The UK Supreme Court has given its much-anticipated judgment in the appeal of the business interruption insurance test case brought by the Financial Conduct Authority, substantially allowing the FCA's appeal against the insurers and dismissing the appeals by the insurers.
The Supreme Court decision means that many thousands of policyholders in the UK will now be able to recover for business interruption losses caused by the Covid-19 pandemic. In addition to the particular policies which were the subject of the test case, 700 types of policies held by 370,000 UK policyholders and issued by 60 different insurers may be affected by the decision. This equates to an estimated £1.2 billion in claims.
The Financial Conduct Authority ("FCA") brought the test case in order to assist policyholders and insurers to resolve disputes in relation to the validity and interpretation of business interruption insurance policies. The FCA represented the interests of policyholders (mostly small to medium sized enterprises) that had purchased policies from eight insurers which agreed to participate in the case.
The High Court decision had been considered a "win" for policyholders as the Court had largely agreed with the interpretations of the policies advanced by the FCA. However, it did not find in favour of the FCA in respect of all of its arguments. Amongst the issues on which the FCA was unsuccessful, there were four that the FCA feared would present substantial obstacles for many policyholders seeking indemnity from their insurers. The FCA appealed the High Court's decision on these four issues, and the Supreme Court has now found in favour of the FCA, allowing all four of these appeals (in two cases, on a qualified basis).
On the insurers' side, six of the insurers – Arch, Argenta, Hiscox, MS Amlin, QBE and RSA – appealed against aspects of the High Court's ruling.
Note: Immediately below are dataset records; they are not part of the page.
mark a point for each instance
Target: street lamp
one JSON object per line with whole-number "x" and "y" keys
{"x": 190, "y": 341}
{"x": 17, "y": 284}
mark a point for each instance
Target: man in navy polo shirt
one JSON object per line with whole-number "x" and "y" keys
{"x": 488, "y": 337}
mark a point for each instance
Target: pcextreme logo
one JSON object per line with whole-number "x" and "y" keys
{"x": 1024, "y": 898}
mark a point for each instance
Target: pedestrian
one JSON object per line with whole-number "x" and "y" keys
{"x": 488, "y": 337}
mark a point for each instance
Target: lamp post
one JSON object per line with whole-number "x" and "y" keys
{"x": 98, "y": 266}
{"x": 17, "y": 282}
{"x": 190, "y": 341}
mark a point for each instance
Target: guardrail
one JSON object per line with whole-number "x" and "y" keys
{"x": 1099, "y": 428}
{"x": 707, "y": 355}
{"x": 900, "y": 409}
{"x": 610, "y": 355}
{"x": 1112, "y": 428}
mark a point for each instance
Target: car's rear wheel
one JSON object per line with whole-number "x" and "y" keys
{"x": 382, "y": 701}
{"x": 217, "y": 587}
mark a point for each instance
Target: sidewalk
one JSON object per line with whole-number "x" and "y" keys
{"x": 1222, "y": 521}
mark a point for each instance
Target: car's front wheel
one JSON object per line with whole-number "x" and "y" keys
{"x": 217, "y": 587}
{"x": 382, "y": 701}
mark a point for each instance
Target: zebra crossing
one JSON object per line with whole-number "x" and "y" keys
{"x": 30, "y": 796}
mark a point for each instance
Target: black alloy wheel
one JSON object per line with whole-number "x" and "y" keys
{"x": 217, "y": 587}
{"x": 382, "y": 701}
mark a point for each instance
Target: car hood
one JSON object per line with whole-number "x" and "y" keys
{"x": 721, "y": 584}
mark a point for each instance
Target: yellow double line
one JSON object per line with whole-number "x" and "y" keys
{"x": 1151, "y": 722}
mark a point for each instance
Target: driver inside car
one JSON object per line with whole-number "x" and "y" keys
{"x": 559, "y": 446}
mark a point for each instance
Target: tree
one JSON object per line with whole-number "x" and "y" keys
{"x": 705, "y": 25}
The Supreme Court dismissed these appeals.
We are analysing the UK Supreme Court decision and will publish a more detailed briefing shortly.
Meanwhile, insurers and policyholders in Ireland await the decision of the Irish High Court in a business interruption insurance test case taken by four publicans against FBD Insurance. The High Court had intended to publish its decision today (15 January), but it has delayed doing so until 5 February 2021 in order to allow the parties to make submissions on the UK Supreme Court's decision.
This article contains a general summary of developments and is not a complete or definitive statement of the law. Specific legal advice should be obtained where appropriate.